Edge is not an idealised Westerner – not in any way at all.
The above is the blurb from the back of the UK edition of the first Edge book, The Loner. For those of us who had grown tired of the black hat verses the white hat style of western, the words on the back of that first book promised something new. And the superb cover painting, with its slightly gritty textures, portraying a long-haired man dressed in black, buzzards circling, whilst a building burned, resembled a still from one of those stylised, violent, spaghetti westerns that this teenager felt offered new life to the western movie, so how could I resist buying this book?
Full of blood and guts this series offered a new and exciting reading experience. The anti-hero had definitely arrived in western fiction. A man who carried a secreted weapon behind his neck; a cutthroat razor he used to devastating effect. A man who enjoyed the thrill of killing, and he sure did a lot of it. But it wasn’t all violence, the savagery was lightened with moments of gallows-humour, usually in the form of one-liners uttered by Edge at the end of every chapter, that would have me laughing – or groaning – out loud.
So eager I became for these books that I’d find myself heading into bookshops at least once a week searching for the next edition to the series. Wanting to read more about this not easy to like, but thoroughly fascinating character who’d have me waiting with baited breath for him to voice the warning about having guns pointed at him.
As the series progressed so other characters made lasting impressions too, like the six troopers who rode with Edge, then known as Captain Josiah Hedges, throughout the Civil War. These stories told in flashbacks that have since proved to be favourites of many an Edge fan. And Elizabeth Day who appeared in three books (#s 9, 10 and 11), the latter of which usually turns up at the top of fans favourite lists, so powerfully shocking was the ending.
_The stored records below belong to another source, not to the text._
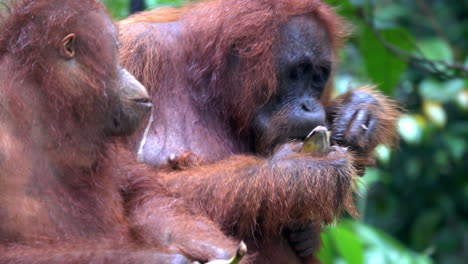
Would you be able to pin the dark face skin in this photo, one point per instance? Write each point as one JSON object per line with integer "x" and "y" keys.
{"x": 303, "y": 64}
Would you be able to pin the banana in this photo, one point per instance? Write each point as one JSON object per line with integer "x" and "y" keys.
{"x": 241, "y": 251}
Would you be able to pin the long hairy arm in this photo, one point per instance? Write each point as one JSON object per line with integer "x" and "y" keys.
{"x": 248, "y": 194}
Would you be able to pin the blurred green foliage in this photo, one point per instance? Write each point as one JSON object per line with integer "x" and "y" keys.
{"x": 416, "y": 52}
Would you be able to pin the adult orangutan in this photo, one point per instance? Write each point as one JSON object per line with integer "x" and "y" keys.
{"x": 65, "y": 195}
{"x": 236, "y": 85}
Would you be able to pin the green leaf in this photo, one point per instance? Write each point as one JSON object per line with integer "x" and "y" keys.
{"x": 326, "y": 253}
{"x": 348, "y": 245}
{"x": 383, "y": 67}
{"x": 411, "y": 128}
{"x": 436, "y": 49}
{"x": 435, "y": 113}
{"x": 443, "y": 92}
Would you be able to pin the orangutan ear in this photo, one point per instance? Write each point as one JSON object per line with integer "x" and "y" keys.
{"x": 67, "y": 46}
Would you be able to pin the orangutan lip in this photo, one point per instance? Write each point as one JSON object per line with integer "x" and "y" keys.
{"x": 142, "y": 100}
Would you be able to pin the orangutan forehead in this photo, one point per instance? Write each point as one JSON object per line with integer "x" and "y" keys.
{"x": 303, "y": 38}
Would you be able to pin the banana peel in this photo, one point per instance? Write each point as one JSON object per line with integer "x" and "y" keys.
{"x": 240, "y": 253}
{"x": 318, "y": 140}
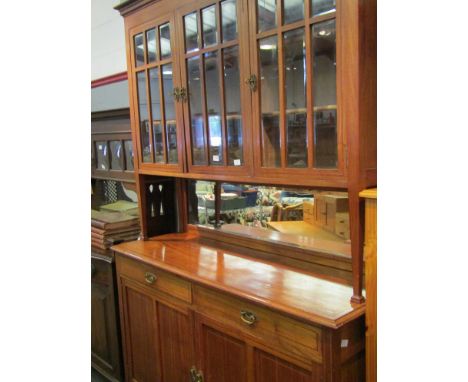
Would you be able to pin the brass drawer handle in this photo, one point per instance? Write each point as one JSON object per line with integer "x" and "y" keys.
{"x": 248, "y": 318}
{"x": 150, "y": 278}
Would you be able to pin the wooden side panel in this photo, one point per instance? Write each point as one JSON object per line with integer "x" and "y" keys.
{"x": 105, "y": 340}
{"x": 141, "y": 341}
{"x": 176, "y": 339}
{"x": 224, "y": 357}
{"x": 269, "y": 368}
{"x": 370, "y": 256}
{"x": 99, "y": 331}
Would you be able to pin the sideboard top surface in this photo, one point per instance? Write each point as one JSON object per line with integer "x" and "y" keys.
{"x": 301, "y": 294}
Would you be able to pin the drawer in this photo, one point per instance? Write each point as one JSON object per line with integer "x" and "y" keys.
{"x": 274, "y": 330}
{"x": 155, "y": 278}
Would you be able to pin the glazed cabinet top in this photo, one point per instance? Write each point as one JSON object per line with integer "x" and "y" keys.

Then there are the books that offered something that bit different to the western tale, such as a music festival (Edge 21: Rhapsody in Red), the re-birth of Jesus (Edge 28: Eve of Evil), and a man building an ark (Edge 37: Vengeance at Ventura), all this keeping the series fresh and surprising.
Not only did these books offer a new reading experience, then so did the covers, if my memory serves me right, for the Edge books were the first westerns to carry a recognizable hero on them.
Sadly in 1989 the series came to a finish. I remember reading the final conversation in #61: The Rifle, not believing I was understanding right, not ready to believe Edge wouldn’t ride again. Even knowing the series had ended I still found myself in the bookshops scanning the shelves, hoping I was wrong.